3. Retrodeviation (retrodeviatio) - it is a combination of retroflection and retroversion. There are two options for retrodeviation: mobile and fixed. The causes of this condition are anatomical and physiological disorders (decrease in the tone of the supporting, suspension and fixing apparatus of the genital organs), a sharp decrease in body weight, and improper management of the postpartum period. Fixed retrodeviation of the uterus develops as a result of past inflammatory diseases of the female genital organs, external endometriosis, tumors of the pelvic organs. With fixed retrodeviation, there are pains in the lower abdomen and in the sacrum, hyperpolymenorrhea, algo-dysmenorrhea, dysfunction of the pelvic organs, miscarriage.

Rotation of the uterus. When turning the uterus is rotated around the longitudinal axis. It occurs as a result of inflammation of the sacro-uterine ligaments, their shortening, as well as in the presence of tumors of the small pelvis, which are located behind and on the sides of the uterus.

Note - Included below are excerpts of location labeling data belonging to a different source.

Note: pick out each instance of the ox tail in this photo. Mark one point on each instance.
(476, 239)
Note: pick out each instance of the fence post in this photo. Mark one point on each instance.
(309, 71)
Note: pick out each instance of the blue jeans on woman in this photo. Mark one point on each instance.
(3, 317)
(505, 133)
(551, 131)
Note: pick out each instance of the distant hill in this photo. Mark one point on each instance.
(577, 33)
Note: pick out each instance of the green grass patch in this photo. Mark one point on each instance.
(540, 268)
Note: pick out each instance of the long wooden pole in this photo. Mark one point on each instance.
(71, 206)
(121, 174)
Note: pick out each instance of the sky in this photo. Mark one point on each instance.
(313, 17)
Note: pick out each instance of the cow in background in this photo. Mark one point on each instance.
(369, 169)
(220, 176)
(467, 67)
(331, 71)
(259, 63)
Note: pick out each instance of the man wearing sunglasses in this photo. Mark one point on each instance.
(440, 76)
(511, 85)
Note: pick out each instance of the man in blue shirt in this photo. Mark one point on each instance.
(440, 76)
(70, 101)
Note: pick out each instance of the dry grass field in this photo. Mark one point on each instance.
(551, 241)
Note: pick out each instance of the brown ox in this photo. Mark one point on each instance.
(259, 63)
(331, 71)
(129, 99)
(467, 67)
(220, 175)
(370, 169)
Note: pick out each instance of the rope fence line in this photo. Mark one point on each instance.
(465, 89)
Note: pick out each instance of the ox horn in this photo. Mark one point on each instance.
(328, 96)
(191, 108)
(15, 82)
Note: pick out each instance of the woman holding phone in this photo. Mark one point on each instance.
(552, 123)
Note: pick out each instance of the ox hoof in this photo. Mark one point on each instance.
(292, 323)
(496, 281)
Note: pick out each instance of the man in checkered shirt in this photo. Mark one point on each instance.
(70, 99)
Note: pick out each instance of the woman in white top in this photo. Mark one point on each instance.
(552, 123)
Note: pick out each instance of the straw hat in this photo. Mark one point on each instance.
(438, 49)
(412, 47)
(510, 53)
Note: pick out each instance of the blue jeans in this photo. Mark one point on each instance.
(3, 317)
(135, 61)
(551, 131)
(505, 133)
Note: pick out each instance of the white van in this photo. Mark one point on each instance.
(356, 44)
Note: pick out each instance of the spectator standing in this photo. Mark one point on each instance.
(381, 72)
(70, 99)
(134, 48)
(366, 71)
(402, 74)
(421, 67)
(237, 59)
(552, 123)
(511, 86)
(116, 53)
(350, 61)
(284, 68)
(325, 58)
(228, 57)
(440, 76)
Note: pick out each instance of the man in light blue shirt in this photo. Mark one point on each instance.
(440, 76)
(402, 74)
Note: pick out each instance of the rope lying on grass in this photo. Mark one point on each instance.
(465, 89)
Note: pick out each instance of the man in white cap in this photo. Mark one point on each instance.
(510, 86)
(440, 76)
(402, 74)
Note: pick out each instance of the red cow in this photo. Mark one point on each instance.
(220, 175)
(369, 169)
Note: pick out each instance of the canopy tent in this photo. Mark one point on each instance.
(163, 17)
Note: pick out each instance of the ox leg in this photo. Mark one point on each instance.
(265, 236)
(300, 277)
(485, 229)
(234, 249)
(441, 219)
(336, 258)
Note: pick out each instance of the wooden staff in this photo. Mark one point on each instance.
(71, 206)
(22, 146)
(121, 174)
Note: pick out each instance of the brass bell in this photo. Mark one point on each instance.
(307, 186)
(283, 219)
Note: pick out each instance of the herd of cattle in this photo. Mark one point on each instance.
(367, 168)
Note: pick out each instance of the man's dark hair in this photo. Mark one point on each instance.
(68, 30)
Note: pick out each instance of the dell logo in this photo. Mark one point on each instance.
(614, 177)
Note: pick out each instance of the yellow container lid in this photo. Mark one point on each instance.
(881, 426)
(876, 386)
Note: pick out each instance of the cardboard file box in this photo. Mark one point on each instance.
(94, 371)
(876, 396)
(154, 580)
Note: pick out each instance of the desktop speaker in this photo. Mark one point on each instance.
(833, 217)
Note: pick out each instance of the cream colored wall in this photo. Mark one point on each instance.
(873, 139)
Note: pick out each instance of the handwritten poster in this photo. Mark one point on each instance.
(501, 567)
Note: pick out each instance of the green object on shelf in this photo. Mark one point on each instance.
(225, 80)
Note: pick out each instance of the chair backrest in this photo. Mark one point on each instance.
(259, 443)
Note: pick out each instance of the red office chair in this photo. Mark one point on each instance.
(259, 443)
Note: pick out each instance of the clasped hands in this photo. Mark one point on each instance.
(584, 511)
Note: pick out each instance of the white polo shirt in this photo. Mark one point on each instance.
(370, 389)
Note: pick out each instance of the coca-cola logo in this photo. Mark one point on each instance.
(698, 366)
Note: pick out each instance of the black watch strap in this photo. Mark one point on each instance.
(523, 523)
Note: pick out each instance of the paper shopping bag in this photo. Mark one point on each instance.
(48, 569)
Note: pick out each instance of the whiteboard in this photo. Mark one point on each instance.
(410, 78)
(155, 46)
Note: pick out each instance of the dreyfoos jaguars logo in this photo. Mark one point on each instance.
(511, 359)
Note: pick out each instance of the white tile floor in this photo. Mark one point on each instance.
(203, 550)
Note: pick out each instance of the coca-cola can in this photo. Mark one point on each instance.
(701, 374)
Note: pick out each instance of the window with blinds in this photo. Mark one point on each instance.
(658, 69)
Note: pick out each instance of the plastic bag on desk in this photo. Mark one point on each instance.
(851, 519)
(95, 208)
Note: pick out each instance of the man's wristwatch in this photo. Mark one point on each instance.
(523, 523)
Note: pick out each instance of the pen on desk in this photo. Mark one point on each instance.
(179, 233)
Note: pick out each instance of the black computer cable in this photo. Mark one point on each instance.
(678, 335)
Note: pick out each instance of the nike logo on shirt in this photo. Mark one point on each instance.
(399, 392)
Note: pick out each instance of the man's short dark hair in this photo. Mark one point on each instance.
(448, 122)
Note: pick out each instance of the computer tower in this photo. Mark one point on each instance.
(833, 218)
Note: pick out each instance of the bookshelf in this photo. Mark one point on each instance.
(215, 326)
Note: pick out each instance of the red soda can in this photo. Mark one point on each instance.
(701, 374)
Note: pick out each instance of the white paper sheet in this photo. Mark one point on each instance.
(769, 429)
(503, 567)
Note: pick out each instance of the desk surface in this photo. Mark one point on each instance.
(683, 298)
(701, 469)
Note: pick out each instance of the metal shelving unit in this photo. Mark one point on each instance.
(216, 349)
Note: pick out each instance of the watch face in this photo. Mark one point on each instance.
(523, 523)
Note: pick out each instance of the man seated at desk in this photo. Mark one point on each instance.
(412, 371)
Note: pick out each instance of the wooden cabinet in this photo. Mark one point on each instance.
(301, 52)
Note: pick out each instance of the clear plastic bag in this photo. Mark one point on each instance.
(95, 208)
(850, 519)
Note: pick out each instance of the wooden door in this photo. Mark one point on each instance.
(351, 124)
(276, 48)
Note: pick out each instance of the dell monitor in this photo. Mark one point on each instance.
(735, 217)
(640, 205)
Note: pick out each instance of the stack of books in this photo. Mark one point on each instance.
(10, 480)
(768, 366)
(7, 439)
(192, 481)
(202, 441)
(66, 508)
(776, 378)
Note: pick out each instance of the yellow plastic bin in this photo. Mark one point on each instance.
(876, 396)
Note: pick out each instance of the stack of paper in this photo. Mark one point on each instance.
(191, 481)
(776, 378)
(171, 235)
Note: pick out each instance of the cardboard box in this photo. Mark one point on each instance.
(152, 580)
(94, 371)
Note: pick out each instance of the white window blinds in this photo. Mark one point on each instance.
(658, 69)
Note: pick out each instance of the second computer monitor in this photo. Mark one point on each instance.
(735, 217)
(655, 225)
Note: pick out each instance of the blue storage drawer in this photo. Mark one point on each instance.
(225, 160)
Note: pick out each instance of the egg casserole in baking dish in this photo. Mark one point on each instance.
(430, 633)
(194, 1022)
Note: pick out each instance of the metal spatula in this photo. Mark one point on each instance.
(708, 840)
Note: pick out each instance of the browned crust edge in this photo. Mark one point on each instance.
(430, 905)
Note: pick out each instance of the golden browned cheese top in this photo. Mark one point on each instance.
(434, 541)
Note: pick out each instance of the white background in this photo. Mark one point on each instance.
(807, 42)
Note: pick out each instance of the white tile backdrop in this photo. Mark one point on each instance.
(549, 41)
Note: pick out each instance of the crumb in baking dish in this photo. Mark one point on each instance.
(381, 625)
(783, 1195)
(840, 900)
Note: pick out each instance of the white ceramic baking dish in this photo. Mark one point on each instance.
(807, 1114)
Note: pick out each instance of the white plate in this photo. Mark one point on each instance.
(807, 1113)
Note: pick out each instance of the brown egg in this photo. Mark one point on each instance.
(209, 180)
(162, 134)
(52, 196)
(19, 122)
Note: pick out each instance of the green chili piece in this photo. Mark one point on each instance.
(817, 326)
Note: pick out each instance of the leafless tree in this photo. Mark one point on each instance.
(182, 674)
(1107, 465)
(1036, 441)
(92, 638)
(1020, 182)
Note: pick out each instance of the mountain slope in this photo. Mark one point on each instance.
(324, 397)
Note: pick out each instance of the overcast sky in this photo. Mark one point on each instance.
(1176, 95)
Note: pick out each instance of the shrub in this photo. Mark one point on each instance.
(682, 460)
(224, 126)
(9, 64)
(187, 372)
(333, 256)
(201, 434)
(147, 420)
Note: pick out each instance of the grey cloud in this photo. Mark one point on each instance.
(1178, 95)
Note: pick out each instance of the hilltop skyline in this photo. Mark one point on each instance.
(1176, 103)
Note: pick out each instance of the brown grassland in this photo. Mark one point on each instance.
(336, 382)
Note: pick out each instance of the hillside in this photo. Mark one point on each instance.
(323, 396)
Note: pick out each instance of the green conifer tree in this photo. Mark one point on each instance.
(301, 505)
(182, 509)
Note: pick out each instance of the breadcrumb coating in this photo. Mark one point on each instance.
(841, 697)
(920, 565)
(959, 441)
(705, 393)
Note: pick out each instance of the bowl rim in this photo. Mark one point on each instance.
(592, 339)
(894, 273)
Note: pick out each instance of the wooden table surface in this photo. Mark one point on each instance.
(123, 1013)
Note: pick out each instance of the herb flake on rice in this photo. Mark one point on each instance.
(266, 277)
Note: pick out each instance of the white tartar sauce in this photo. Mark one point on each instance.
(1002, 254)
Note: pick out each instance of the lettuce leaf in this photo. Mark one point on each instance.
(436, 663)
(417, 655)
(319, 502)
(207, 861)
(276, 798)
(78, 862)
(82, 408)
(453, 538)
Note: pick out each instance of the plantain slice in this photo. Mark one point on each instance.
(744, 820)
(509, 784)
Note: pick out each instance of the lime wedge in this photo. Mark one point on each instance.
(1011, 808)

Torsion (torsio) of the uterus - rotation of the body of the uterus in the region of the lower segment with a fixed cervix. The reasons for this condition are:

♦ unilateral volumetric formations of the uterine appendages;

♦ large subserous myomatous nodes on the uterus.
Displacement of the internal genital organs in a vertical plane
bones

Elevation (elevatio) of the uterus- upward displacement, while the bottom of the uterus is located above the entrance to the small pelvis, and the vaginal


Chapter P. Anomalies in the position of the genital organs 495

part of the cervix above the spinal plane. Among the reasons for the development of this pathology are:

1. Physiological causes (overflow of the bladder and rectum).

2. Pathological causes:

Accumulation of menstrual blood in the vagina due to atresia of the hymen or lower vagina;

Volumetric tumors of the vagina and rectum;

Encapsulated inflammatory effusions in the recto-uterine cavity;

Fusion of the uterus with the anterior abdominal wall after laparotomy (caesarean section, ventrofixation).

Omission (descensus) and prolapse (prolapse) uterus and vagina are detailed in section 11.3.

Clinical manifestations in patients with abnormal positions of the genital organs are determined by the main pathological process that caused this or that position anomaly. Treatment for all anomalies in the position of the genital organs should first of all be aimed at correcting the underlying disease.